Paint fast to catch the life of the thing
Used very short poses, five to thirty minutes, to force a rapid, intuitive response and seize the essential gesture of the subject.
Why it matters · Speed keeps you out of the non-essential detail. Henri held that the artist's first, high-energy response carried the most truth and life. "Thirty minutes of high-pitch mentality and spirit is worth more than a whole week below par."
Robert Henri, The Art Spirit, 1923
Block the big masses as a "poster"
Started a portrait by mapping the large flat shapes of hair, face, and clothing, pre-mixing one colour for each, and laying them in as simple flat areas.
Why it matters · The poster method sets the whole painting's colour harmony and design at the outset.
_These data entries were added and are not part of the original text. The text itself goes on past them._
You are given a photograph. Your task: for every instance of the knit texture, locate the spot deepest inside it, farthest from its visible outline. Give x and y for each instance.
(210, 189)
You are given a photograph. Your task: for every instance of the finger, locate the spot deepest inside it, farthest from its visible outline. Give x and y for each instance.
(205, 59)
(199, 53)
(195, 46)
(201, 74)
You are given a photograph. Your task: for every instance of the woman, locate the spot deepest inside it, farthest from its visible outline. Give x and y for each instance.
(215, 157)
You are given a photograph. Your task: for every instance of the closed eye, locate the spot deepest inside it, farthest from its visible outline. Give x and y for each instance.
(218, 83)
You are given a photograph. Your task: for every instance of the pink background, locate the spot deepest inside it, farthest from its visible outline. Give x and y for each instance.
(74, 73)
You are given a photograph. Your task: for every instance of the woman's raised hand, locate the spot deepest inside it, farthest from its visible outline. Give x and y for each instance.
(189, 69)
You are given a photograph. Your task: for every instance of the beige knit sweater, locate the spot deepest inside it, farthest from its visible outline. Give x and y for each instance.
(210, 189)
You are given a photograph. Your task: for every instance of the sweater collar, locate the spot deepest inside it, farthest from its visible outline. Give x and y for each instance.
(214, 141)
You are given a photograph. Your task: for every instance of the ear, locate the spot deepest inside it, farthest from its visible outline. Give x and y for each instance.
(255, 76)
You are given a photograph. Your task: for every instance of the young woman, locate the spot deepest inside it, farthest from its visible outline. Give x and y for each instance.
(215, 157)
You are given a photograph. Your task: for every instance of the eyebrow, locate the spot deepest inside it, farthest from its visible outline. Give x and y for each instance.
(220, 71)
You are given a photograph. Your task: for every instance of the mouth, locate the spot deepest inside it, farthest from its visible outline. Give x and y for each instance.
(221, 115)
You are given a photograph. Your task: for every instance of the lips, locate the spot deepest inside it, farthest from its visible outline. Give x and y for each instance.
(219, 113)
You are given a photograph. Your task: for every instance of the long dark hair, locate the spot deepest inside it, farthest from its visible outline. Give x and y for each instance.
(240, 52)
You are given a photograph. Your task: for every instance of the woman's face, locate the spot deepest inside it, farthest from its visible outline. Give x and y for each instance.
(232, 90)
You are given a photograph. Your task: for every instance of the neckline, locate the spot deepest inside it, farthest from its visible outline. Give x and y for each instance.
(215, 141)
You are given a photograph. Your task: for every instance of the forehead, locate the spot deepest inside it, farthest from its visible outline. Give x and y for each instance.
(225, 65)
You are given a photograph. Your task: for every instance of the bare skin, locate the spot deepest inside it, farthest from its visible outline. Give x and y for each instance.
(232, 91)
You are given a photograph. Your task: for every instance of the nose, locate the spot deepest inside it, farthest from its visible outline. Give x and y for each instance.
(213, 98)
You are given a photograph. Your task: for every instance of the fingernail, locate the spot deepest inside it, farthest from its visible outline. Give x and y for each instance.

It makes you see the big relationships of colour and value before any modelling or detail, so the picture stands on a strong foundation.
Robert Henri, The Art Spirit (the "poster" method), 1923
Paint from memory to sharpen the seeing
Set the model in one room and the students painting in another, forcing them to retain the essential information rather than copy passively.
Why it matters · Memory work trains the artist to see with intention and filter for what matters most to their own vision. It builds the power to make a picture rather than transcribe a subject.
The memory-drawing exercise documented in Henri's New York classes
Hunt subjects in the grit of the city
Sent students out as "sketch hunters" to find meaning in urban scenes, working people, and the gruesome and wretched corners of life.
Why it matters · This is his doctrine of "art for life's sake." He broke from the academic habit of idealised subjects, arguing art should meet modern experience head on, which is where the Ashcan School came from.
Henri's "sketch hunting" doctrine (The Art Spirit; his New York teaching)
Find the spirit, not just the likeness
Taught that the aim was to express the artist's response and the subject's inner character, not a technically perfect but lifeless copy.
Why it matters · This freed students like Edward Hopper from academic dogma. The first condition of a portrait was "something you want to say definitely about the subject." Technique was a means to that, not the point.